A public health investigation into the E. coli outbreak has focused on the catering kitchen, which is believed to have served contaminated food. In September, the city of Calgary charged Fueling Minds with the bylaw offence of providing food services to five daycares it does not own without the correct business licence. The Alberta government has announced a panel to review food safety in kitchens that serve daycares, and the Calgary Police Service said in September that its child-abuse unit is investigating.
Reporting by The Globe and Mail shows that, in the years leading up to the outbreak, Fueling Brains pursued expansion, both in Canada and the United States, and at times made outsized marketing claims.
Even as it cared for thousands of Canadian children during the pandemic, the company embarked on a major growth plan in Texas, where it told school boards that its approach would bring high-tech results, in part by using a device that, it said, could read a child’s brain waves. People who worked for the company described an organization whose capabilities sometimes struggled to match its ambitions, likening the company to a fast-running startup.

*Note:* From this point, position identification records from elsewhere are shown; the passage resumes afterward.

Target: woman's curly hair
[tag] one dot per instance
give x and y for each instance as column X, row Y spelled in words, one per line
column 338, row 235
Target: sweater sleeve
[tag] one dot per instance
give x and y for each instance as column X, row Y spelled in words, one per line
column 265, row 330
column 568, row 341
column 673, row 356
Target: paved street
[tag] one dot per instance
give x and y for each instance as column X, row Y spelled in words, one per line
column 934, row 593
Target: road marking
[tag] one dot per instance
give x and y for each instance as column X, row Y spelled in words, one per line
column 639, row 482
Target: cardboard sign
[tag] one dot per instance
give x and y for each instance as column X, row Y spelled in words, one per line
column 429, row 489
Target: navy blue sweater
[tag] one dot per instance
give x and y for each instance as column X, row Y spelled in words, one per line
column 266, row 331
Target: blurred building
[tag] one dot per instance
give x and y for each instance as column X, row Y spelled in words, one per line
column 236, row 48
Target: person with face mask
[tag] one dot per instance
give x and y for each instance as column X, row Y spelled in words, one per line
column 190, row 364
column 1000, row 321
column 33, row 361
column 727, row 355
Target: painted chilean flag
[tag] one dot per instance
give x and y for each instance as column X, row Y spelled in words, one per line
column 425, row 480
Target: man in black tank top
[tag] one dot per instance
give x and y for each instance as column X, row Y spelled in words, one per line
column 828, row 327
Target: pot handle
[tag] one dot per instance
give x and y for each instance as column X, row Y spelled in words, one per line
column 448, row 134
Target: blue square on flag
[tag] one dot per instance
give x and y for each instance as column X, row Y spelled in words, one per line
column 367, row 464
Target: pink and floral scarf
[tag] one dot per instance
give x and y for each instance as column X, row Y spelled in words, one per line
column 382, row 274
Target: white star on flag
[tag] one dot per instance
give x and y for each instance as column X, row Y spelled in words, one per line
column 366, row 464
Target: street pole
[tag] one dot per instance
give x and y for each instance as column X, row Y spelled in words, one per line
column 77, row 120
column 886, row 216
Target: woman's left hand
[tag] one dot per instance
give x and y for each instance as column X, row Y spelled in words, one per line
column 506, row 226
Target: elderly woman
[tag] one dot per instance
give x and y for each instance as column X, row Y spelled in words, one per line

Fueling Brains’ founders did not respond to requests for interviews. Instead, the company replied to detailed questions with a statement. “Many of the alleged facts and bases for your questions are not factually accurate or truthful,” it said.
“Our innovative, science-based learning system has earned recognition for its effectiveness in achieving educational goals,” the company added. “Consequently, it has been embraced by numerous school districts across North America.”
The company, originally called Kids U, was founded by Anil Karim and Faisal Alimohd in 2012. Mr. Alimohd is a chartered accountant who graduated from the Haskayne School of Business at the University of Calgary. He became the company’s chief financial officer. Mr. Karim had an interest in education and strong ideas about better ways to prepare preschool children for lives of learning.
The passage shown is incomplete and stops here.